×
®cur8.art Secures Trademark for CQI — a Single Measure of Compliance for Artwork
We are pleased to announce that cur8.art — our sister platform for cultural heritage environmental monitoring — has been granted a registered trademark for CQI, the Conservation Quality Index. CQI is the industry's first unified score for how well an environment is preserving the artwork inside it, and the trademark formally recognises it as a distinct standard for the sector.
A Single Measure of Compliance for Artwork
Conservators have long worked with a patchwork of standards — ASHRAE climate classes, the IPI Preservation Index, the CCI's 10 Agents of Deterioration — each valuable in isolation, but none of them answering the question that matters most: how well is this room actually preserving these specific objects?
CQI closes that gap. It distils temperature, relative humidity, RH and temperature stability, light, UV, and biological risk into a single 0–100 score, weighted against the material profile of the room. Think of it as PUE for museums — a shared number that conservation, operations, and leadership teams can all act on.
What CQI Does
- Object-aware, not just room-aware — a gallery at 22°C and 50% RH scores differently for photography than for ceramics. CQI accounts for what is actually in the space.
- Single 0–100 score — banded from Critical (0–24) through to Museum-grade Optimal (95–100), aligned with ASHRAE classes and loan eligibility.
- Built on established science — ASHRAE Chapter 24, BS EN 16893, PAS 198, Thomson's The Museum Environment, and CCI Technical Bulletins.
- Real-time and benchmarkable — recomputed every five minutes, with a rolling 30-day published score and instantaneous sub-scores for alerting.
The full technical write-up — including worked examples and the parameter weighting model — is published over at cur8.art/news.
Powered by PODTECH's Monitoring Platform
CQI is computed on the same real-time monitoring platform PODTECH has built and refined for the data centre market. Our focus to date has been the critical environments inside data centres — power, cooling, humidity, contamination, and PUE — where the cost of getting it wrong is measured in downtime and lost capacity.
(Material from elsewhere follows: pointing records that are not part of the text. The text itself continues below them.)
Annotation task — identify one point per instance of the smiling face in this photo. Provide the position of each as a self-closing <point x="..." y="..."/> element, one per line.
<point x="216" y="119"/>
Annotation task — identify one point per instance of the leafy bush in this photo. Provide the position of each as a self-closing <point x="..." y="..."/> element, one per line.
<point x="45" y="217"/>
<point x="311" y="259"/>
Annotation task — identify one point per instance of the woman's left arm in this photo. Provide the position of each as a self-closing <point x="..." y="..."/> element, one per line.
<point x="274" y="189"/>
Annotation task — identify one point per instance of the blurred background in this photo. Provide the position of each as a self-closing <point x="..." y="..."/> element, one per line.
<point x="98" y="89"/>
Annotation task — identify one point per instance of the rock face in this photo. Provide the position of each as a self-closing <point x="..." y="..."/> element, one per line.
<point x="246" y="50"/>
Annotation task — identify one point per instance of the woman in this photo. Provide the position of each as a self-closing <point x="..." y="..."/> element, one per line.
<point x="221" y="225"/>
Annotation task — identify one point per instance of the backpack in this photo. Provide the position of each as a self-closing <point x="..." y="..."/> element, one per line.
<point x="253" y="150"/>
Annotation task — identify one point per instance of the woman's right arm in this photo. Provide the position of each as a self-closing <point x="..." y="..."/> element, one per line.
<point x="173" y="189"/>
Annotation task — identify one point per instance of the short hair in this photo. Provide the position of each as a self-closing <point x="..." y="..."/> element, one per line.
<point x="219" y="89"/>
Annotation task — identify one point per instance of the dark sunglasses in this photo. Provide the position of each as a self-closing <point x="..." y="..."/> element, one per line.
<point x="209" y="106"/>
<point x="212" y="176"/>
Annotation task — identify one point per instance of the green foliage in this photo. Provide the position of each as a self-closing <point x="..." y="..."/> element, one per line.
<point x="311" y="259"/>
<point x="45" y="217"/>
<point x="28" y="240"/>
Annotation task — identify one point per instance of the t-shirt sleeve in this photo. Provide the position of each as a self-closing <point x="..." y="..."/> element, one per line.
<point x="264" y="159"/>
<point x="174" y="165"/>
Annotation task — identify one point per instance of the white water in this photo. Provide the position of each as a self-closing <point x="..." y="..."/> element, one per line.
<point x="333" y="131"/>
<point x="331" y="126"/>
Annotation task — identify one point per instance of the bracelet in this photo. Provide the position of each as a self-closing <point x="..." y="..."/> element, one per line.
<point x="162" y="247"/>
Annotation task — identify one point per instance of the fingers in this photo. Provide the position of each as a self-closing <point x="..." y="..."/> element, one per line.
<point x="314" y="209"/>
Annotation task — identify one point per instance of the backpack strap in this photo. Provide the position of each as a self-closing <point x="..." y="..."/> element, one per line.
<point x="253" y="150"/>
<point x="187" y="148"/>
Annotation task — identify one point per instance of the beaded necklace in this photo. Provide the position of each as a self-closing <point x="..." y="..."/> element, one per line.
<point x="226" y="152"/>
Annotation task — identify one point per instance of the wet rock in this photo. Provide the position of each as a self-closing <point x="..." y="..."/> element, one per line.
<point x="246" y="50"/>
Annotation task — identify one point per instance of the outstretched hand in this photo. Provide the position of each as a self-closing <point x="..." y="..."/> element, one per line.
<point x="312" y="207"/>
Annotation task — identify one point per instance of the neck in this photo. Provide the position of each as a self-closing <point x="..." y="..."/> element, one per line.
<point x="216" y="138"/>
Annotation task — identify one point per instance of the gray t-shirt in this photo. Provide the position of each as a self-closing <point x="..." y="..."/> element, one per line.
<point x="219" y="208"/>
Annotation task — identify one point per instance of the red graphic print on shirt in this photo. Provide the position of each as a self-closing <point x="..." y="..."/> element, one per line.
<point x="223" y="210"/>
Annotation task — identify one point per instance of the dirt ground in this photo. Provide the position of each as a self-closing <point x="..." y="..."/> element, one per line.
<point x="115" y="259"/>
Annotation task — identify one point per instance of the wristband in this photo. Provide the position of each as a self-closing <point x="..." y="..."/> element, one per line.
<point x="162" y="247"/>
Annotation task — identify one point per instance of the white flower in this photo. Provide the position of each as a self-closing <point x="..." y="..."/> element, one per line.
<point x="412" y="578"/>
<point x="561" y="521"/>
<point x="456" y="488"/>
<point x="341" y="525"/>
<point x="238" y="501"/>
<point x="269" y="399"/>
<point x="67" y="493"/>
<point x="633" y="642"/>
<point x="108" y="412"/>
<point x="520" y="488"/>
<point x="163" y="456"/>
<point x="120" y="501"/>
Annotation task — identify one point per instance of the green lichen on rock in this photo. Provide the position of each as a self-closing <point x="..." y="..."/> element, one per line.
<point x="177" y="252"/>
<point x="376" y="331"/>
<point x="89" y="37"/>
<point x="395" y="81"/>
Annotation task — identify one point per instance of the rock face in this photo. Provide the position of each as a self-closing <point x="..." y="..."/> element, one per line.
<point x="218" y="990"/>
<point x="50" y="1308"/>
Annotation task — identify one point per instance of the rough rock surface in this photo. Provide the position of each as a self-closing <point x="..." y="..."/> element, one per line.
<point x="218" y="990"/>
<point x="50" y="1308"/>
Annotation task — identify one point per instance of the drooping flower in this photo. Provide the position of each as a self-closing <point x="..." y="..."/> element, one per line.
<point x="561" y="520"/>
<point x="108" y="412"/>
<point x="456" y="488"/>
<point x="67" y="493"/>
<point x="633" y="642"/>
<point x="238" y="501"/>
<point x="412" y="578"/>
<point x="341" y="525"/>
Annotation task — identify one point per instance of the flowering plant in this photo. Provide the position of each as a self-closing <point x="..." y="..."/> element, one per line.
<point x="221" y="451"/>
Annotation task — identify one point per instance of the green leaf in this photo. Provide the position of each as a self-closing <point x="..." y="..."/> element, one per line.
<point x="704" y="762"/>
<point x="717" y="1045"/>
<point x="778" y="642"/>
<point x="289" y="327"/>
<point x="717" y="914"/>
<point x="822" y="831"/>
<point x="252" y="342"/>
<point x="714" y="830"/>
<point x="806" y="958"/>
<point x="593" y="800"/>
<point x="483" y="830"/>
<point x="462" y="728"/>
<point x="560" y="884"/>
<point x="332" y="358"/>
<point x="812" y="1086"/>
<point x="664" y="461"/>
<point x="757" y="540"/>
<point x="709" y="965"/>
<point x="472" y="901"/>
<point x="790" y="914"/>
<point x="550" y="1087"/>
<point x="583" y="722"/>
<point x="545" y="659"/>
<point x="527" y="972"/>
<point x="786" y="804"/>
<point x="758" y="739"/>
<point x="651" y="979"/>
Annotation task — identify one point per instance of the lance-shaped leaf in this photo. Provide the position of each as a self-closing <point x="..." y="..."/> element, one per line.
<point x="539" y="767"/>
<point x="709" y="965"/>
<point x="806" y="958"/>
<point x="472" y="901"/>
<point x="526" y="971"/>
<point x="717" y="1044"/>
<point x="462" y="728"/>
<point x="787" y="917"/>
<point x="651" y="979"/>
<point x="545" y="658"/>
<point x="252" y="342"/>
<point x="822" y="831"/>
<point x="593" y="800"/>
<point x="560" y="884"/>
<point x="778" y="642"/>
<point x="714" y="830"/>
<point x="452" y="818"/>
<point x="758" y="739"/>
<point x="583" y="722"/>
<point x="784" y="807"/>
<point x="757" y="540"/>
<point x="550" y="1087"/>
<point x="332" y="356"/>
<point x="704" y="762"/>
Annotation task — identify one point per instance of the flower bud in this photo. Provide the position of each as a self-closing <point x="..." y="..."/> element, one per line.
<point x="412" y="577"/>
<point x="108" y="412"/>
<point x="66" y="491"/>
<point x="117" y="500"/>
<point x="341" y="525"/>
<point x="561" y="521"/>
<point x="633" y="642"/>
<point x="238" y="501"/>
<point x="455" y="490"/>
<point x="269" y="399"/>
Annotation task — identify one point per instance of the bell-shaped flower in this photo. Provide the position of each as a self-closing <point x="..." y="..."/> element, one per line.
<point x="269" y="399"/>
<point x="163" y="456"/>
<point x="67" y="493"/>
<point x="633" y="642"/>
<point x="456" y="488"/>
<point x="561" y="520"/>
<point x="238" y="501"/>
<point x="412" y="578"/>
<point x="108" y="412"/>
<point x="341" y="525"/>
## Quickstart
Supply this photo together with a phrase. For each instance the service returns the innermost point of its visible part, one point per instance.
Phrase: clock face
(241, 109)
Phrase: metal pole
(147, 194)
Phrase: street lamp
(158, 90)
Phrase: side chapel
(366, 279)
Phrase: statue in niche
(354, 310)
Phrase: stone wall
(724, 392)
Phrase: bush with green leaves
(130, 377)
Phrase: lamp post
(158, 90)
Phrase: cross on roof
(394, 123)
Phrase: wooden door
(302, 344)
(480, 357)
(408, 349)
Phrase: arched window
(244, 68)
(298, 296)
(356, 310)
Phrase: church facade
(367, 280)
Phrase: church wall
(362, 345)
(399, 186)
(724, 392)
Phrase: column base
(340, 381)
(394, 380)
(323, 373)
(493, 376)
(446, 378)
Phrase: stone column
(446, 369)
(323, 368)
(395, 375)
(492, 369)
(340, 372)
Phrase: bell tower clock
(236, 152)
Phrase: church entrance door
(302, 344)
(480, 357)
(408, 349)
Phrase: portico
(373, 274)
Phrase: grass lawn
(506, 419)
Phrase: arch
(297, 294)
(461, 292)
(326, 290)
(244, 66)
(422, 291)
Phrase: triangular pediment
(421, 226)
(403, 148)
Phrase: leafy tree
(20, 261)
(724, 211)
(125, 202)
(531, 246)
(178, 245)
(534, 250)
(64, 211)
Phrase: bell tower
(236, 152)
That same telemetry stack — edge gateways, sensor ingestion, time-series storage, and rules-based scoring — is what now sits behind every CQI calculation on cur8.art. Sensors stream environmental data every few seconds, the score is calculated edge-side, and dashboards surface institution-wide CQI, per-zone breakdowns, trend analysis, and loan-ready period reports.
A note on scope: our monitoring platform is purpose-built for the data centre market, and that remains its primary focus. CQI demonstrates that the underlying engine — high-frequency telemetry, material-aware scoring, and real-time compliance reporting — is general enough to extend into adjacent sectors where environmental conditions carry real risk. Cultural heritage is the first of those adjacencies; there are others worth exploring in time.
Why the Trademark Matters
Registering CQI as a trademark protects the integrity of the score. It means institutions, lenders, and insurers can rely on a CQI value to be calculated to a defined methodology — not a marketing label applied to any in-house score. As CQI is adopted across museums, galleries, and private collections, that consistency is what makes benchmarking and loan decisions credible.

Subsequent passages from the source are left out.